CLI options

  • --help displays help

  • --silent runs in silent mode. No output is generated on the console.

  • --config_dir defines directory where jobs are stored instead of default ~/.fscrawler.

  • --api_key defines the Elasticsearch Api Key to use. Do not use with --username or --access_token. Read Using Credentials (Security).

  • --access_token defines the Elasticsearch Access Token to use. Do not use with --username or --api_key. Read Using Credentials (Security).

  • --username defines the username to use (Deprecated). Do not use with --api_key or --access_token. Read Using Credentials (Security).

  • --loop x defines the number of runs we want before exiting. See Loop.

  • --restart restart a job from scratch. See Restart.

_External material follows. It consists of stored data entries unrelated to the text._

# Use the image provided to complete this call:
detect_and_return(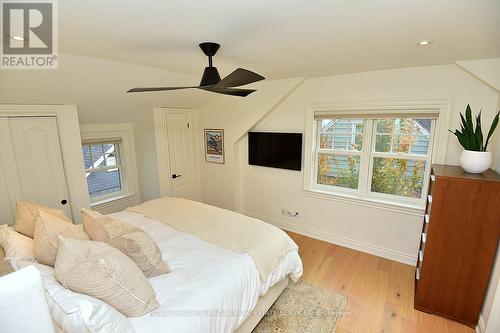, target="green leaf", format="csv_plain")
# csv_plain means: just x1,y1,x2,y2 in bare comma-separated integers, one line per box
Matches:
454,131,467,149
475,111,483,150
460,113,468,132
465,104,474,134
484,110,500,151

  • --rest starts the REST service. See Rest.

Loop

New in version 2.2.

--loop x defines the number of runs we want before exiting:

  • X where X is a negative value means infinite, like -1 (default)

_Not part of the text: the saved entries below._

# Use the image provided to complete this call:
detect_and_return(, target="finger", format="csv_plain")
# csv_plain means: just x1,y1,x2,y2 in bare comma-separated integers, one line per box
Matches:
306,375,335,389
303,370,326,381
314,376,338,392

  • 0 means that we don’t run any crawling job (useful when used with rest).

  • X where X is a positive value is the number of runs before it stops.

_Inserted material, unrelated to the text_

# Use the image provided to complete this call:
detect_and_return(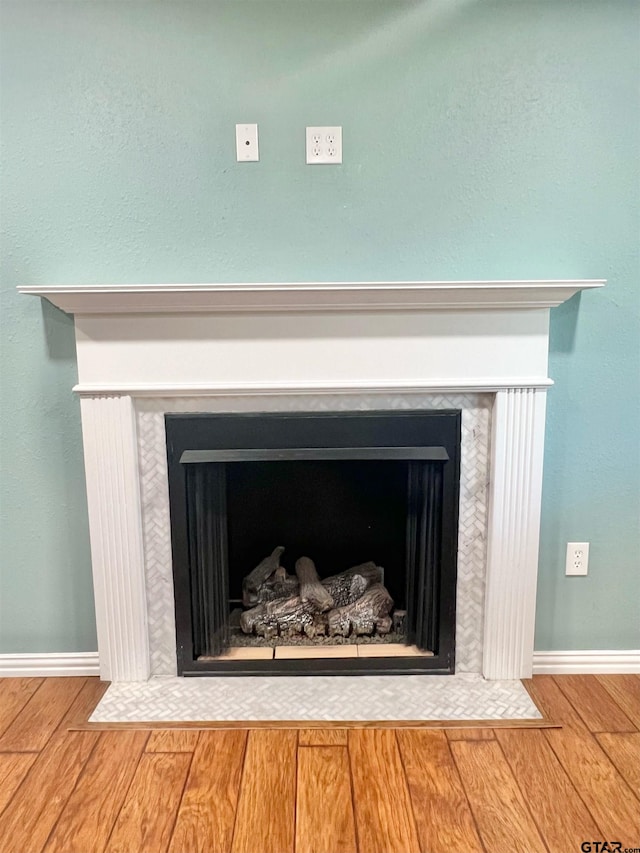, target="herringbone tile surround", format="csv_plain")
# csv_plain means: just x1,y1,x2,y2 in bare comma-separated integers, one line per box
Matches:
136,394,491,676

If you want to scan your hard drive only once, run with --loop 1.

Restart

New in version 2.2.

You can tell FSCrawler that it must restart from the beginning by using --restart option:

bin/fscrawler job_name --restart

In that case, the {job_name}/_status.json file will be removed.

Rest

New in version 2.3.

If you want to run the REST service without scanning your hard drive, launch with:

bin/fscrawler --rest --loop 0